A divergent-beam surface plasmon resonance architecture for multiplexed malaria biosensing

TL;DR

This paper explores a novel divergent-beam SPR platform for multiplexed malaria detection, enabling simultaneous analysis of multiple biomarkers without mechanical scanning through camera-based angular interrogation.

Contribution

It introduces a divergence-beam SPR architecture that allows multiplexed, mechanical-scan-free malaria biosensing with model-based detection limits for key biomarkers.

Findings

Achieved a bulk angular sensitivity of 73.2181°/RIU.

Produced distinct, detector-resolvable responses for two malaria biomarkers.

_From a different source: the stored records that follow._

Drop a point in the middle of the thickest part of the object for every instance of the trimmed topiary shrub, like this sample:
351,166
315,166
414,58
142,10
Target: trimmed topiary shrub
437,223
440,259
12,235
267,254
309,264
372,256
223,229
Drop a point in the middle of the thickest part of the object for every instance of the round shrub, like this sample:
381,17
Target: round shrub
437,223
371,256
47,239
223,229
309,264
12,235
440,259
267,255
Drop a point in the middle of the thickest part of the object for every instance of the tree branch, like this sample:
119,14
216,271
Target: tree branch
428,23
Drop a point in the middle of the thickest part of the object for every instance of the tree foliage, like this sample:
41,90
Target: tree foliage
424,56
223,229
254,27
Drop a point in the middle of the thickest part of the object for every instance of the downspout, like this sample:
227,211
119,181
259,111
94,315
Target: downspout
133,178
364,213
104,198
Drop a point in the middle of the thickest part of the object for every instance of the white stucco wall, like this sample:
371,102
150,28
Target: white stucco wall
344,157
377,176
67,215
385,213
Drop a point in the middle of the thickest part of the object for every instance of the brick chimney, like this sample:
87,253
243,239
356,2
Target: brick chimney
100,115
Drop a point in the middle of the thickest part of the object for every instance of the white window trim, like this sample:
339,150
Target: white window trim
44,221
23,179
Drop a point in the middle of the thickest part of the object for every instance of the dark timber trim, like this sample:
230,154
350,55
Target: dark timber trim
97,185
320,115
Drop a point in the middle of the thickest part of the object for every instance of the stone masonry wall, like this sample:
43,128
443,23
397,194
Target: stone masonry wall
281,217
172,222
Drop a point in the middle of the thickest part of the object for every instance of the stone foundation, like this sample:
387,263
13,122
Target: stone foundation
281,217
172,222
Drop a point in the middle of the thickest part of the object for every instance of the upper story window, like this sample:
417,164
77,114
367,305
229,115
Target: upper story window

Estimated detection limits of approximately 5.5 ng/mL for HRP-2 and 0.058 ng/mL for pLDH.

Abstract

We present a numerical study of a divergent-beam Kretschmann surface plasmon resonance (SPR) platform for multiplexed malaria biosensing. A Powell-lens-generated angular fan enables camera-based angular interrogation of spatially separated regions of interest on a single Au film, thereby removing the need for mechanical scanning. The framework combines transfer-matrix modelling of the prism/Au multilayer with an effective-adlayer description of biomolecular binding at the biofunctional interface. As a representative dual-biomarker case, we consider plasmodium lactate dehydrogenase (pLDH) and histidine-rich protein 2 (HRP-2). Benchmarking of the N-SF11/Au (45 nm) baseline against published water/glycerol data reproduces the characteristic resonance positions and yields a bulk angular sensitivity of $73.2181 \,^\circ \text{RIU}^{-1}$. With representative aptamer-like and antibody-like recognition layers, the relevant sensing states remain within $54^\circ$ to $57^\circ$ and produce distinct, detector-resolvable responses. Combining the optical model with effective-medium and Langmuir binding descriptions gives model-based detection limits of approximately $5.5\,\text{ng mL}^{-1}$ for HRP-2 and $5.8\times 10^{-2}\,\text{ng mL}^{-1}$ for pLDH. These results support divergent-beam SPR as a viable architecture for quantitative multiplexed malaria biosensing.